In this article we explain two terms that are becoming increasingly common in the structuring and financing of real estate projects: forward purchase and forward funding.

  • Forward purchase” is a contract for the purchase of a future building, by virtue of which the developer-seller undertakes to promote the construction and marketing of a real estate project within a certain period of time, and the investor-buyer undertakes to pay a price for this real estate project that has already been marketed, and which guarantees him a certain profitability. The consummation of the purchase is subject to a deadline and to the fulfilment of the stipulations of completion of the project and marketing.

It is clear, therefore, that this formula has advantages for the investor-buyer, as he does not have to cover the construction/insolvency risk of the developer, less knowledge of the project development is required and the purchase agreement is much simpler, while on the other hand, the participation rights in the construction/rental phase will be less extensive and the purchase price will probably be higher. Sometimes a down payment of 5% is also agreed at the signing of the contract.

  • Forward funding, on the other hand, is a contract for the purchase of a future building or the purchase of a future thing, whereby the developer-seller undertakes to promote the construction and marketing of a real estate project within a certain period of time, with financing to be provided by the investor-buyer.

In a forward funding transaction, the parties enter into a purchase and sale agreement with development obligations of the seller at an early stage, often before development work has started and sometimes even before the project has been secured. However, the purchase price, in contrast to the forward purchase, will be paid in instalments depending mainly on the progress of construction (but sometimes also depending on other requirements, such as obtaining the licence, entering into lease agreements, amendment of the building permit, etc.). The last instalment will usually be paid after the usual requirements for the purchase price to be due (registration of the priority notice of transfer; removal of encumbrances from the land, etc.) and after the (main) tenant has taken over the object of the lease (and preferably paid the first rent without reductions) have been fulfilled.

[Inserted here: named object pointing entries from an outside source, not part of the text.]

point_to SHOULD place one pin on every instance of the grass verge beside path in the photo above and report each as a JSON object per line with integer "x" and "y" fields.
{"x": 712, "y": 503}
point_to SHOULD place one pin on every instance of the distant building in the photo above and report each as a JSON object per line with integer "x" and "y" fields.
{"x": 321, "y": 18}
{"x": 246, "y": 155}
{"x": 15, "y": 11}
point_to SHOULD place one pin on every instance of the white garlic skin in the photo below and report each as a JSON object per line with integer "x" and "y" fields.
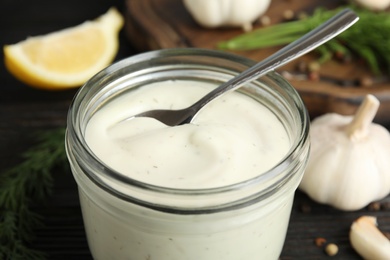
{"x": 373, "y": 5}
{"x": 234, "y": 13}
{"x": 367, "y": 240}
{"x": 345, "y": 173}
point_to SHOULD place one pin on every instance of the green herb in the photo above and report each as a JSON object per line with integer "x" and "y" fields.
{"x": 368, "y": 39}
{"x": 26, "y": 184}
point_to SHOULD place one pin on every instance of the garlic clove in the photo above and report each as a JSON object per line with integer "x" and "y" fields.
{"x": 368, "y": 240}
{"x": 217, "y": 13}
{"x": 348, "y": 164}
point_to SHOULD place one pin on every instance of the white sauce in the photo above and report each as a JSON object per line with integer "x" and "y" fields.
{"x": 233, "y": 139}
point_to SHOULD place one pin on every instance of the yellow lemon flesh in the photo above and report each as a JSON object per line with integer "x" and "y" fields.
{"x": 66, "y": 58}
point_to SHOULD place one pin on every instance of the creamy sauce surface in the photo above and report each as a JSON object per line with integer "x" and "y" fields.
{"x": 233, "y": 139}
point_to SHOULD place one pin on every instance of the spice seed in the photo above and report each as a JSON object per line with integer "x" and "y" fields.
{"x": 320, "y": 241}
{"x": 331, "y": 249}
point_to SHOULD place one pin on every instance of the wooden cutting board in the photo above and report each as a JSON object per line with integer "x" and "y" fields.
{"x": 158, "y": 24}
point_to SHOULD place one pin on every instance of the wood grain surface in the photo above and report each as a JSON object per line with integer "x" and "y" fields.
{"x": 25, "y": 111}
{"x": 156, "y": 24}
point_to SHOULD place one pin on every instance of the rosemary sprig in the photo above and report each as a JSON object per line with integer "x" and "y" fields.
{"x": 368, "y": 39}
{"x": 29, "y": 182}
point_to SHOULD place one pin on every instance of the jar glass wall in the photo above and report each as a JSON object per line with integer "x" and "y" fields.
{"x": 127, "y": 218}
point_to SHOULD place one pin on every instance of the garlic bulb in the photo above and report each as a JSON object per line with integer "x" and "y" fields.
{"x": 216, "y": 13}
{"x": 368, "y": 240}
{"x": 349, "y": 159}
{"x": 373, "y": 5}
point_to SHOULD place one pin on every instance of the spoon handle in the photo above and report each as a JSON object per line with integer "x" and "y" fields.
{"x": 323, "y": 33}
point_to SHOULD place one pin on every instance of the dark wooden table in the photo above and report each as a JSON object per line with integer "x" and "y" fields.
{"x": 24, "y": 111}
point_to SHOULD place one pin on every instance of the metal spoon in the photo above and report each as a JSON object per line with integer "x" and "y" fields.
{"x": 323, "y": 33}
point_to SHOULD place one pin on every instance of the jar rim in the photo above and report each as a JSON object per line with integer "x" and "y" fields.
{"x": 75, "y": 131}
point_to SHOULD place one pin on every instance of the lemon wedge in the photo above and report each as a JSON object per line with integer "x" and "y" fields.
{"x": 66, "y": 58}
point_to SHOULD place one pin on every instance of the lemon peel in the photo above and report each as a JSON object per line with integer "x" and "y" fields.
{"x": 66, "y": 58}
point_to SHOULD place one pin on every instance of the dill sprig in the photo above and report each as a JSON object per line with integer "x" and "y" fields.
{"x": 23, "y": 185}
{"x": 368, "y": 39}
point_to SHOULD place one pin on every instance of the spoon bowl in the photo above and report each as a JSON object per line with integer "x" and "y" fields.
{"x": 323, "y": 33}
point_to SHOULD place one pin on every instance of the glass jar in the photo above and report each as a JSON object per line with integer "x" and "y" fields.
{"x": 128, "y": 219}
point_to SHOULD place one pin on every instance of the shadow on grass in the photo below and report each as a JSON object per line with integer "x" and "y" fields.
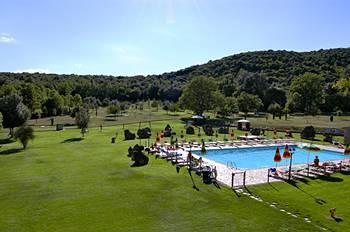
{"x": 317, "y": 200}
{"x": 11, "y": 151}
{"x": 6, "y": 141}
{"x": 193, "y": 183}
{"x": 330, "y": 178}
{"x": 110, "y": 119}
{"x": 72, "y": 140}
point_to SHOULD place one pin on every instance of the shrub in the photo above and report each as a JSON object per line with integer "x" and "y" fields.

In this case, the developer has the advantage that he needs little or no bank financing, while the buyer – in addition to a higher return – assumes the risk of insolvency and the general risk inherent in construction.

To minimise the risk on the buyer-investor side, not only the due diligence process has to be more detailed but also the sale and purchase agreement has to provide for certain security mechanisms: the seller’s insolvency risk has to be covered; termination rights, if possible, backed by guarantees for the repayment of instalments paid so far, etc. and mechanisms have to be in place to ensure that the requirements for the different instalments of the purchase price can be objectively verified.